# The mayors corn and shrimp soup



## eman (Nov 2, 2010)

This is what i fixed for supper tonight!

here it is folks the best corn and shrimp soup recipe ever!!!
1 stick butter
3-8oz blocks of cream cheeese
1qt heavy cream
1qt half & half
6 cans cream of potato soup
1/2 onion diced fine
4 cans niblett corn
5 lbs peeled med. shrimp
1lb crabmeat or 2 cups chopped mushrooms or both
 peel shrimp and season and set aside.
sautee onions and mushrooms in butter, when onions are clear add cream cheese stir untill cream cheese is melted. add shrimp sautee till just done. add potato soup and corn and heavy cream and 1/2 and 1/2. keep stiring as cream will stick , season to taste!!!
heat untill hot.
you may have to thin this soup w/ milk to get it to your liking.
this is very good served w/ corn bread.

the reason this is called the mayors corn and shrimp soup is that the mayor of hammond La. gave me the original recipe , and after you buy the ingrediants you'll see that you need a mayors salary to make it.

oh yea this is a triple recipee it will feed 10 big eaters or 15 normal eaters
WARNING IT IS VERY, VERY RICH AND VERY, VERY FILLING !!!
HOPE YOU ENJOY IT, Bob Lemings
p.s. this stuff is so good that if you put a bowl of it on your head your toungue will beat your brains out trying to get to it


----------



## carson627 (Nov 2, 2010)

Thanks eman, sounds wonderful.


----------



## scarbelly (Nov 2, 2010)

Bob that is a great sounding recipe for sure. Love your PS

Gary

 


eman said:


> p.s. this stuff is so good that if you put a bowl of it on your head your toungue will beat your brains out trying to get to it


----------



## carson627 (Nov 5, 2010)

Eman,

I have a pot of this going on the stove right now.  It is AWESOME!    
	

	
	
		
		



		
			






   Thanks for sharing!

The little woman's gonna love it.


----------



## nwdave (Nov 5, 2010)

Ah, the heck with the diet.  If I gotta die of something, let it be an excellent dish like this......


----------



## squirrel (Nov 5, 2010)

OMG that sounds amazing eman! Except the shrimp, I'm allergic to them, but I'm sure I could substitute!


----------



## eman (Nov 5, 2010)

Squirrel said:


> OMG that sounds amazing eman! Except the shrimp, I'm allergic to them, but I'm sure I could substitute!

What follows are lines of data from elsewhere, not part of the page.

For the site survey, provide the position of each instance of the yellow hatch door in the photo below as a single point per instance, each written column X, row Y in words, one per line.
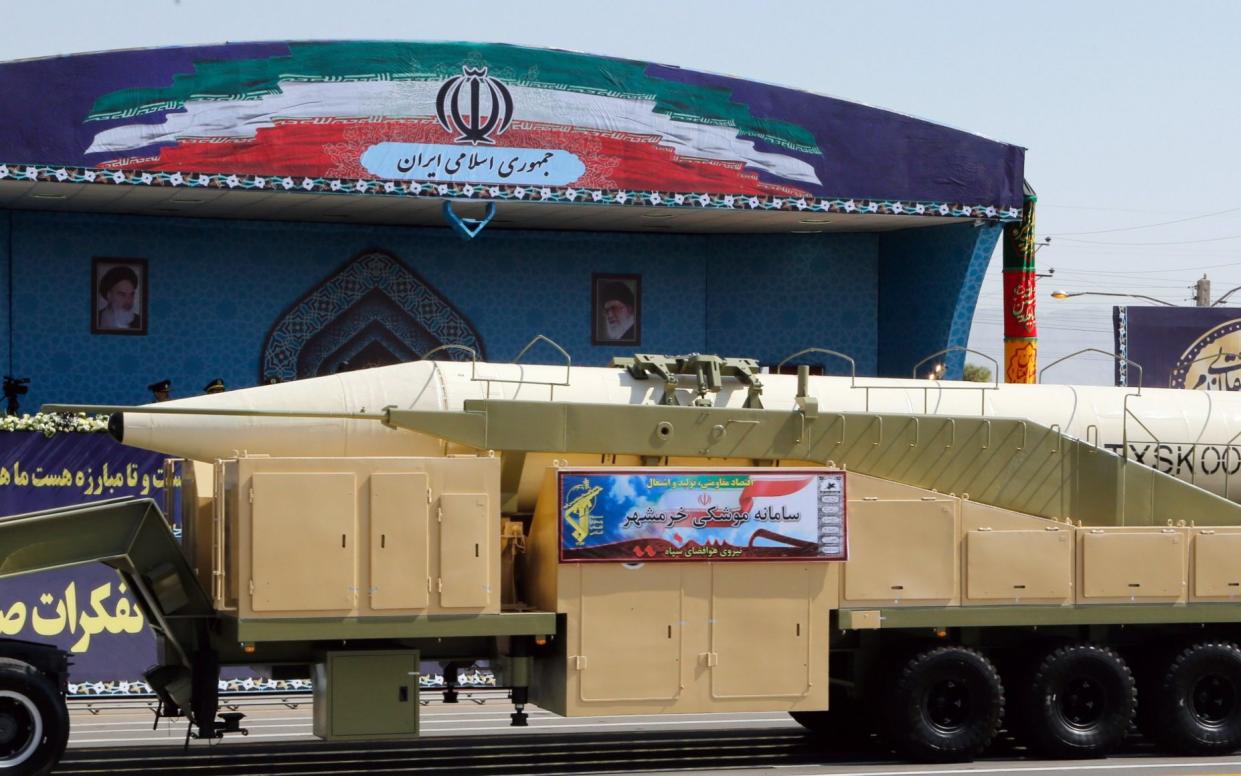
column 1216, row 572
column 761, row 610
column 464, row 543
column 303, row 530
column 901, row 550
column 1021, row 564
column 398, row 540
column 1133, row 565
column 631, row 632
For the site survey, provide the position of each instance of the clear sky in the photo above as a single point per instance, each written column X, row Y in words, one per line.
column 1131, row 111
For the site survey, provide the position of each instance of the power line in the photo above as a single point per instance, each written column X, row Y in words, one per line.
column 1131, row 229
column 1154, row 242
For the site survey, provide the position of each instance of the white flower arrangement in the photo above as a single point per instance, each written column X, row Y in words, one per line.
column 49, row 424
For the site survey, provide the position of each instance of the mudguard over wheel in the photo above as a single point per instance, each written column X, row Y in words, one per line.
column 34, row 721
column 1077, row 703
column 1198, row 702
column 943, row 705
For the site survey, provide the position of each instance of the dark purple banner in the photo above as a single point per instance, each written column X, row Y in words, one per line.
column 87, row 610
column 1195, row 348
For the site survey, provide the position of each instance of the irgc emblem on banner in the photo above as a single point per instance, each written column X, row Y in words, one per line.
column 739, row 514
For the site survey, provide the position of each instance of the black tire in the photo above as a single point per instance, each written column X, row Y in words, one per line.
column 34, row 720
column 1198, row 703
column 1077, row 703
column 943, row 705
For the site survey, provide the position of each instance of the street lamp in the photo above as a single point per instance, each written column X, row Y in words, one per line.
column 1064, row 294
column 1226, row 294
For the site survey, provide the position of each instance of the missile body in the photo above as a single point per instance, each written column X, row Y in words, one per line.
column 1190, row 435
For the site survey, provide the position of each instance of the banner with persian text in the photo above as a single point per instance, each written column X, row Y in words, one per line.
column 85, row 610
column 1195, row 348
column 715, row 515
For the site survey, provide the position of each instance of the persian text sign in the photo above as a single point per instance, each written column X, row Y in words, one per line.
column 640, row 515
column 83, row 610
column 1196, row 348
column 485, row 165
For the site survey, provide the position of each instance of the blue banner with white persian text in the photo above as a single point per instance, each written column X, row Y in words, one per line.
column 86, row 610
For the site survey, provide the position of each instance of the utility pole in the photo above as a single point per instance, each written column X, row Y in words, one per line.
column 1203, row 292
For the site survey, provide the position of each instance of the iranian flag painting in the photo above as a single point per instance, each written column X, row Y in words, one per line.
column 483, row 121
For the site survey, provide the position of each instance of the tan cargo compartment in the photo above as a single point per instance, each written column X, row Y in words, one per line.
column 1215, row 565
column 901, row 551
column 359, row 536
column 1132, row 564
column 679, row 637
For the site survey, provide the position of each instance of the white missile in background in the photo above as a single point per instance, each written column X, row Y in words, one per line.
column 1191, row 435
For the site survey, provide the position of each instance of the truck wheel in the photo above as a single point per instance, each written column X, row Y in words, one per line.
column 34, row 721
column 1198, row 704
column 1079, row 703
column 943, row 705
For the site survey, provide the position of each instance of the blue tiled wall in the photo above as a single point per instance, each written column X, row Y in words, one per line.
column 216, row 287
column 928, row 281
column 5, row 221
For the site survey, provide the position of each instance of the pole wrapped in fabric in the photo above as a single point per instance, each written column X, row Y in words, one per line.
column 1020, row 288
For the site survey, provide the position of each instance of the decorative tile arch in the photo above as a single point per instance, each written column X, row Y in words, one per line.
column 374, row 308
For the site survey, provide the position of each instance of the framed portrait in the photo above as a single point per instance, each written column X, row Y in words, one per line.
column 118, row 296
column 616, row 309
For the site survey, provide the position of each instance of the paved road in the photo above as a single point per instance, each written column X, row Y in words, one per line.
column 474, row 736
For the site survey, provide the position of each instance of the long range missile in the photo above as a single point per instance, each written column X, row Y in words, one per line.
column 1190, row 435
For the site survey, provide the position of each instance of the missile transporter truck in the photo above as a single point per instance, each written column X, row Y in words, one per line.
column 923, row 563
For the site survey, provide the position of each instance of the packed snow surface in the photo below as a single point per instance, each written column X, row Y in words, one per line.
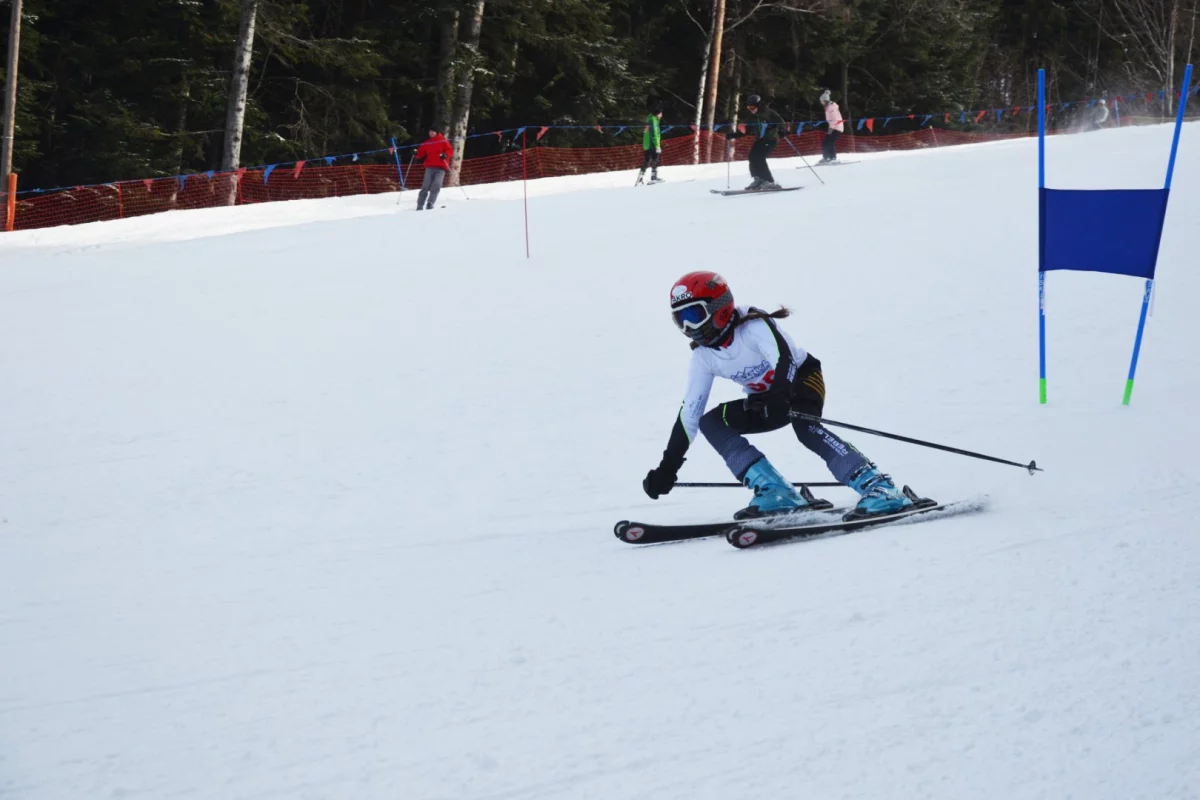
column 316, row 499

Yes maam you can , i have done this dish for some folks w/ seafood allergies . i just cubed up some boneless skinless chicken breast and used them in place of the shrimp. You may need to cook them a few min more than the shrimp depending on how big the pieces are.


----------



## eman (Feb 14, 2020)

Making a pot of this today with 10 lbs of peeled deviened shrimp. $100 pot of soup.


----------



## indaswamp (Feb 14, 2020)

I cooked a pot last friday @ the firehouse...


----------